If there is life out there then how do we know what to look for? Is it a given constant that all living things must crawl over the surface of their home planets. I feel that we need to drop our parochial notions and imagine underground biospheres or living beings that float in the fogs of dense atmospheres. Even in our own solar system there are moons which contain surface water, look at Europa and the possibility that there may be oceans under the surface ice, and potentially life. One of the undeniable specialties of the earth that makes it a good home for life is that it has liquid water on its surface. Life is inconceivable without it. The chemical reactions that are believed to have originally sparked the evolution of life couldn't have happened without liquid water, and no life form that we know of can live and reproduce if devoid of water. But.. a planet can only retain liquid water if it is just the right distance from its heater, the sun.
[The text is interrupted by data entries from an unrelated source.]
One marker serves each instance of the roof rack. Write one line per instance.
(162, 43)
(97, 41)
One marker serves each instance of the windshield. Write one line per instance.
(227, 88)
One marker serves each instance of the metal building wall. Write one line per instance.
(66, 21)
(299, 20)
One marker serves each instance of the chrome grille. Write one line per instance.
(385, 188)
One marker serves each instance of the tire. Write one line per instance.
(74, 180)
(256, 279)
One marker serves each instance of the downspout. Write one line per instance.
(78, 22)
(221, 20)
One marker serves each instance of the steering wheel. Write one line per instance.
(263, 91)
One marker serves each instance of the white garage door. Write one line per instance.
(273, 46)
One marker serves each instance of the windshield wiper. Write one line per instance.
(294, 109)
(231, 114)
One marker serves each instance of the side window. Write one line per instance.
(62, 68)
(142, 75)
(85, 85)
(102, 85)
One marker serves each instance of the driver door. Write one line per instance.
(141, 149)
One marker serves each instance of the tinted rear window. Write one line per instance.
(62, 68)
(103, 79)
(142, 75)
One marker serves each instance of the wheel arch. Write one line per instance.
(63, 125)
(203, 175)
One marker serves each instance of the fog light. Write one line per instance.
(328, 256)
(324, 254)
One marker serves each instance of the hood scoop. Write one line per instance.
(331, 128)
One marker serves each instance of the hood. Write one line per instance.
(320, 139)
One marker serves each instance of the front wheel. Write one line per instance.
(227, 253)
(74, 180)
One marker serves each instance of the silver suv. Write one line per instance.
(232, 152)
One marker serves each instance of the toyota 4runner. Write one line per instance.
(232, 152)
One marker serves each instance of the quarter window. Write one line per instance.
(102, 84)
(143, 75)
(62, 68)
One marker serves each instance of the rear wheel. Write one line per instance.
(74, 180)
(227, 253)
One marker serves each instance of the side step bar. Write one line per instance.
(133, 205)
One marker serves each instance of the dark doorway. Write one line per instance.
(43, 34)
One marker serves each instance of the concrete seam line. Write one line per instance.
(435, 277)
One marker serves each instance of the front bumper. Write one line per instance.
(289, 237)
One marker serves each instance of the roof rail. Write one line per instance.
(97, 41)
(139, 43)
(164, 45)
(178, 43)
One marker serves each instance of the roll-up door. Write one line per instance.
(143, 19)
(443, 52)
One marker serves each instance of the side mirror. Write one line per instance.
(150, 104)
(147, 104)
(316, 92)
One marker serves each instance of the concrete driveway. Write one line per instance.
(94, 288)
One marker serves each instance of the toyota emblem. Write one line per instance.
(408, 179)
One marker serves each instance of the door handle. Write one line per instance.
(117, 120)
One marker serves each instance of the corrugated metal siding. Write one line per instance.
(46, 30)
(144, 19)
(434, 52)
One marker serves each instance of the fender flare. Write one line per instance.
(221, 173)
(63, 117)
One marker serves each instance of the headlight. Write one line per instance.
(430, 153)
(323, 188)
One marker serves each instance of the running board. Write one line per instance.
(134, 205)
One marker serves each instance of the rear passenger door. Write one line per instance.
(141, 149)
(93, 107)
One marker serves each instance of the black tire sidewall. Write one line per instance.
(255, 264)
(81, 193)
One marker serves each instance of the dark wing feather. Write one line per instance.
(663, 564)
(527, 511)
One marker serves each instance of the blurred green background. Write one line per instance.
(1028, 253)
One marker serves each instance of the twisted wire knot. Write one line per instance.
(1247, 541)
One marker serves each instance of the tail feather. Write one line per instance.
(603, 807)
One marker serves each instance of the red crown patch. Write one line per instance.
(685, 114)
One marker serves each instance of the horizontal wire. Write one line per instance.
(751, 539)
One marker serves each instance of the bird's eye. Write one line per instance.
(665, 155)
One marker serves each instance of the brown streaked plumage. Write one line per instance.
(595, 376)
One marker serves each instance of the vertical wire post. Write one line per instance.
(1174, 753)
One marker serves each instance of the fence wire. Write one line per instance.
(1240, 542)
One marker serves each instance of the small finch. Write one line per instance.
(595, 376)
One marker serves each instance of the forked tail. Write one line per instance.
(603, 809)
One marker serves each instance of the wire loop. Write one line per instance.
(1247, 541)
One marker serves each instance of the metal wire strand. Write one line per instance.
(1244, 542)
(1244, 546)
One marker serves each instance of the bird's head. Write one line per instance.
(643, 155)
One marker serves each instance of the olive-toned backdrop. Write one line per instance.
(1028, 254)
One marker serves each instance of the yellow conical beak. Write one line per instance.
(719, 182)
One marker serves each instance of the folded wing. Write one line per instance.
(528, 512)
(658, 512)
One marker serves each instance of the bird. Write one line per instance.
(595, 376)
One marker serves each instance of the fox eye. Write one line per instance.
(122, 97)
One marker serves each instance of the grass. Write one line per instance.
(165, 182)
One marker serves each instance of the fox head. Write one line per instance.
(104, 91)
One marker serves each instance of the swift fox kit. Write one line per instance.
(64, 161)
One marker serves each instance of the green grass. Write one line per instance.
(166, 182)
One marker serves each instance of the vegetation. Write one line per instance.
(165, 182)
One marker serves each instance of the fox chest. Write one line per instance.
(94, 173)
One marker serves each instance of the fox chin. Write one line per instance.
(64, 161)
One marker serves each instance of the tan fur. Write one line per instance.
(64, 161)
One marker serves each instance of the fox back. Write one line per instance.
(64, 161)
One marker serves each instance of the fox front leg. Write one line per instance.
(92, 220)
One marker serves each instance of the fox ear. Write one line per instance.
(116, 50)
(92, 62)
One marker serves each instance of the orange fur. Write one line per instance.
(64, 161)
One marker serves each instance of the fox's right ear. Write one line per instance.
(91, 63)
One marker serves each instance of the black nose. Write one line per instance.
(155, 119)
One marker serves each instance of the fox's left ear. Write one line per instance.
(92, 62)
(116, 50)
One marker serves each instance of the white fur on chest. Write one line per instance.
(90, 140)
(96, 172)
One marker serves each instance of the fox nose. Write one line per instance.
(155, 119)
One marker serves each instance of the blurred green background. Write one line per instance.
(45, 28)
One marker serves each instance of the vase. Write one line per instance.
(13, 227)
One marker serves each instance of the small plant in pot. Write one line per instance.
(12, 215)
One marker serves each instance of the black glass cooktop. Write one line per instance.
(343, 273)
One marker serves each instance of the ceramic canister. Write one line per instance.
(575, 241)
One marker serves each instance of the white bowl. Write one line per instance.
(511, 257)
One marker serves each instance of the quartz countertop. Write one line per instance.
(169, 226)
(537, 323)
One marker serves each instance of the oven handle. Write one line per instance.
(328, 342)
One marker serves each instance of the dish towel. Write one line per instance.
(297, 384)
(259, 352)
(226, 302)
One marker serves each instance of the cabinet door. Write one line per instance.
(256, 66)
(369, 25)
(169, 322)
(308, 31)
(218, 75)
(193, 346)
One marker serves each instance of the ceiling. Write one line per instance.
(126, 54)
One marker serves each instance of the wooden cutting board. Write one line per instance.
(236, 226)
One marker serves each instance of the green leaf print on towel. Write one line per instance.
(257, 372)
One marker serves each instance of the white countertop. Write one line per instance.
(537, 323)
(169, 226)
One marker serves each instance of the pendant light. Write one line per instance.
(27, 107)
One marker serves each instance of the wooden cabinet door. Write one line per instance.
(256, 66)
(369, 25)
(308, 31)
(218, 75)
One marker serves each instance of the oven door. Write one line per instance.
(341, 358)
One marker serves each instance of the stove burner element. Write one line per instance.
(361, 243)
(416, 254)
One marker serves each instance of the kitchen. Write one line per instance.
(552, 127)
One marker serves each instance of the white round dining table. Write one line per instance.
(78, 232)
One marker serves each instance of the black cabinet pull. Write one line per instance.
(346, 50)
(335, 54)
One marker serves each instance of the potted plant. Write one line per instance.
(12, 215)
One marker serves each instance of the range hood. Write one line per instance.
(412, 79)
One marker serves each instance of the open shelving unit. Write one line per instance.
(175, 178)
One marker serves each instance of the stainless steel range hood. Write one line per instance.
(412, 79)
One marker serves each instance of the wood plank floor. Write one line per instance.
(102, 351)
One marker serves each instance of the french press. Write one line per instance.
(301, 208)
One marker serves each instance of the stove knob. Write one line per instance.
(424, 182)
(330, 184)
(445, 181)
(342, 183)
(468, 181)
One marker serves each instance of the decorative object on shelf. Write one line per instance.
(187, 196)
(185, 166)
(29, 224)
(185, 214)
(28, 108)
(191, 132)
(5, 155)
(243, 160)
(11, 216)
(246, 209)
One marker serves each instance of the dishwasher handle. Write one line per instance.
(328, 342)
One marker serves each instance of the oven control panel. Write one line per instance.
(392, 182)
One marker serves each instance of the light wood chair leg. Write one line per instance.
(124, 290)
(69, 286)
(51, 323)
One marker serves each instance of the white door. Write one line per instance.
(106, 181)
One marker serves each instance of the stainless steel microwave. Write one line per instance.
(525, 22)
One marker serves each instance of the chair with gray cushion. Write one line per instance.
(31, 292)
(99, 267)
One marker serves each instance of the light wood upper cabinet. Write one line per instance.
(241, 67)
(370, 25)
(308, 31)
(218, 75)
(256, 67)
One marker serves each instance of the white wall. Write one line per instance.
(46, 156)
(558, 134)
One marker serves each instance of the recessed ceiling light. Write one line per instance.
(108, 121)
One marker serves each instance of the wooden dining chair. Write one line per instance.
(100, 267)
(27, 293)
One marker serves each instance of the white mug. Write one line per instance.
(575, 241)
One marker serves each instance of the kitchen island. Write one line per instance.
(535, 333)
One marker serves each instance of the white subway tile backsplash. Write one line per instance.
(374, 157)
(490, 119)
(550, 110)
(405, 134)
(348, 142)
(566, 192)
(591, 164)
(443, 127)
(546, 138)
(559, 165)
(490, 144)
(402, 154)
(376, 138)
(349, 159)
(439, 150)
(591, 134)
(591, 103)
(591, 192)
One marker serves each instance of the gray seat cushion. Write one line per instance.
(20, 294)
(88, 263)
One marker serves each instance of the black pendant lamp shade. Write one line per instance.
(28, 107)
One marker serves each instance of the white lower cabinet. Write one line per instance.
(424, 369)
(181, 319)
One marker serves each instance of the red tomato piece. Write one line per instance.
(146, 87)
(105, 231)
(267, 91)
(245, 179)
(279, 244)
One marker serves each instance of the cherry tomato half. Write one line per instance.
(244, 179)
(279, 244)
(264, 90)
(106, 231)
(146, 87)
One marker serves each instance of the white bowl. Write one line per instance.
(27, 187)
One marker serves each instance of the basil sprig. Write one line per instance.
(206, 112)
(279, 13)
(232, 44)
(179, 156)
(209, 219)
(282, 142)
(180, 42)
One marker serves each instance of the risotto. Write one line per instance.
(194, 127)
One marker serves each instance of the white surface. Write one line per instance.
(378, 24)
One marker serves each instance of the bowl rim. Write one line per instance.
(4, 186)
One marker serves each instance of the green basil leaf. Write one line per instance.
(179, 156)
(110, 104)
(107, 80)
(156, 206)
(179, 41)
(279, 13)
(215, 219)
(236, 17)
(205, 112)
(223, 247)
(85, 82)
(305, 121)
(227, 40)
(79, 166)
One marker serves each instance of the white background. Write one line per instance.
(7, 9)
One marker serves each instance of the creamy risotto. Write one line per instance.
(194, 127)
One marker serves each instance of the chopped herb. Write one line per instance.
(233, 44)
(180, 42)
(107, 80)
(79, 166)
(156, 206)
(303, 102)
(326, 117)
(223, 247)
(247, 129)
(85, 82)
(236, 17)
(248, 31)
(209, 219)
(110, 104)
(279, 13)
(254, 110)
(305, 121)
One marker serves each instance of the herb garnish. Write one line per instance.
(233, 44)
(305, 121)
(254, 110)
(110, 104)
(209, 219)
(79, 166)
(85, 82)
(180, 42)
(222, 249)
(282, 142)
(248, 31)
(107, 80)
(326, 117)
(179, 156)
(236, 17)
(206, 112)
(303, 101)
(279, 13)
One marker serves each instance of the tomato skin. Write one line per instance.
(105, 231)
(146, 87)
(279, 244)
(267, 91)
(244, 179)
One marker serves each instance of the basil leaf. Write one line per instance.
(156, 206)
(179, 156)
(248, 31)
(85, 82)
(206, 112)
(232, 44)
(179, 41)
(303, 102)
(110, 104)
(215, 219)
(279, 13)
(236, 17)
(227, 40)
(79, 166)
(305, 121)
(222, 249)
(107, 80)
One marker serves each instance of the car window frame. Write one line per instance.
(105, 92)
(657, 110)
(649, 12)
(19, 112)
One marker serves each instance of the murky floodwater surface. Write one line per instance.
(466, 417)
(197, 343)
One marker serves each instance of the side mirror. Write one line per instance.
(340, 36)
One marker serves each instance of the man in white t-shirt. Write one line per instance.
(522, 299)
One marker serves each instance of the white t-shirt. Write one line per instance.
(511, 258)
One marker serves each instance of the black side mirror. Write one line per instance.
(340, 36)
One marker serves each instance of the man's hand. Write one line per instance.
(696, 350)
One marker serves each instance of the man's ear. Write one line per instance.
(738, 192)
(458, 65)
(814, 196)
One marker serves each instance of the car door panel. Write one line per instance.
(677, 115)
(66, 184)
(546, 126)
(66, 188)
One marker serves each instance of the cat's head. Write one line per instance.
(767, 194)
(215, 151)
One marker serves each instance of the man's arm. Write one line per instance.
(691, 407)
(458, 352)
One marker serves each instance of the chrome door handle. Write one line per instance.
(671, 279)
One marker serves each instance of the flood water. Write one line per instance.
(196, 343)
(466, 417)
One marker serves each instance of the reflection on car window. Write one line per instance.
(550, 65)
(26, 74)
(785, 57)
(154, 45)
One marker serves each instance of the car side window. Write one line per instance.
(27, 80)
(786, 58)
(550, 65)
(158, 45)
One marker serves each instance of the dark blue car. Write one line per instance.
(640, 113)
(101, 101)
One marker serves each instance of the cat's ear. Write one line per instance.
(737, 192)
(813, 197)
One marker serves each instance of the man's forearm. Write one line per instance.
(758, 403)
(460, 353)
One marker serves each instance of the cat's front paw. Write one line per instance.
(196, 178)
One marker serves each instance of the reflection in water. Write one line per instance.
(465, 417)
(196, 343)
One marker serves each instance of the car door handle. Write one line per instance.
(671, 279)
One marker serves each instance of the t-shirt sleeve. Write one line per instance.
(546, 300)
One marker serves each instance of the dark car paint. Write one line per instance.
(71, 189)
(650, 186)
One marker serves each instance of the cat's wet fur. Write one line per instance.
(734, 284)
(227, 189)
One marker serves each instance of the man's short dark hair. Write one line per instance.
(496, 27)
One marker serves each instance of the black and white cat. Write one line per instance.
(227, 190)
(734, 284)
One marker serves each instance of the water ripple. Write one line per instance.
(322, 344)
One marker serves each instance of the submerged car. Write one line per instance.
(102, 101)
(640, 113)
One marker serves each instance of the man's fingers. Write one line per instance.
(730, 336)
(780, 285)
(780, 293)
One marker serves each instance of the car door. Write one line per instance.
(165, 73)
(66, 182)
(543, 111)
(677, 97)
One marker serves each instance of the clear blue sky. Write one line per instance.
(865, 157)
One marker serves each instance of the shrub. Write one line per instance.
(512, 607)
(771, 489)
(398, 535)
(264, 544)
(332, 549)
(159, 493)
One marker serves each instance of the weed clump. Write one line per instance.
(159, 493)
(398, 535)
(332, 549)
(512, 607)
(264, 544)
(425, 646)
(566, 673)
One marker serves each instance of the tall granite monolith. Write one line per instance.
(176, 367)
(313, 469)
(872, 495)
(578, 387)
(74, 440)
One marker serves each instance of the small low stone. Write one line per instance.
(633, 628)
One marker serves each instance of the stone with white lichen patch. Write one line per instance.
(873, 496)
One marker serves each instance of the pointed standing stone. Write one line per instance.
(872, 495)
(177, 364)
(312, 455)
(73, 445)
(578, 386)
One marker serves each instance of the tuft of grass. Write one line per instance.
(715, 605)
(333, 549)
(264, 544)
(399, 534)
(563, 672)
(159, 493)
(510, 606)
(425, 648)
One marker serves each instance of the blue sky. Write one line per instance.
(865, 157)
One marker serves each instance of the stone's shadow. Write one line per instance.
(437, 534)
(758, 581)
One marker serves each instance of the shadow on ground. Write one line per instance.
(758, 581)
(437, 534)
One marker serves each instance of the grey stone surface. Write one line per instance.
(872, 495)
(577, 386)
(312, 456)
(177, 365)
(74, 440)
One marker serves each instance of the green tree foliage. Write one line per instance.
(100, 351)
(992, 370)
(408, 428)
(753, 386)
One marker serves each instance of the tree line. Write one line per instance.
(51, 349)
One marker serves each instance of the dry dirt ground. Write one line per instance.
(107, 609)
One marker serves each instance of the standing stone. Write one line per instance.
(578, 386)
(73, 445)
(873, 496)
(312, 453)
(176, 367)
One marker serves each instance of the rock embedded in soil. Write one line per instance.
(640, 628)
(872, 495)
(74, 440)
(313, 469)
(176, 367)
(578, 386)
If it is too close then the water will boil off as it did on Venus, and if it too far away it is locked up in ice, as it is on Europa.

There are thought to be one million million planets that possess the necessary criteria for having liquid water...endless potential for life.

All living things on earth are built from the same ingredients, but why shouldn't life elsewhere in the cosmos be built from somewhere else. However over time this idea has lost ground, and scientists now suspect that life on other planets would have started from the very same chemicals as life on earth did. Indeed there is evidence to suggest that life once existed, or still exists on Mars, with gases indicating the presence of living things have turned up in the Martian atmosphere. Methane found on Mars indicates that underneath that sterile surface there maybe some bacteria living there, telling us right away that another planet had biology.

There is an argument that if evolution were to be run again from scratch, it would throw up a completely different set of life forms. Indeed it could be said that the process of evolution is a lawless, chancy business that's impossible to predict on this or any other planet. However there are some who argue against this belief, stating that some underlying patterns to the evolutionary process which begins to suggest rules of engagement, which allow us to predict what evolution will throw up almost anywhere. This latter point is an important shift in thinking. Biology is littered with examples of this so called 'convergent evolution' – sex, photosynthesis, flight, crawling on land, all have evolved several times over. If life on other planets is made of the same stuff as us, and there is reason to believe that this is the case, then it will follow the same patterns. We could be surprised to discover alien worlds that are not that dissimilar to our own.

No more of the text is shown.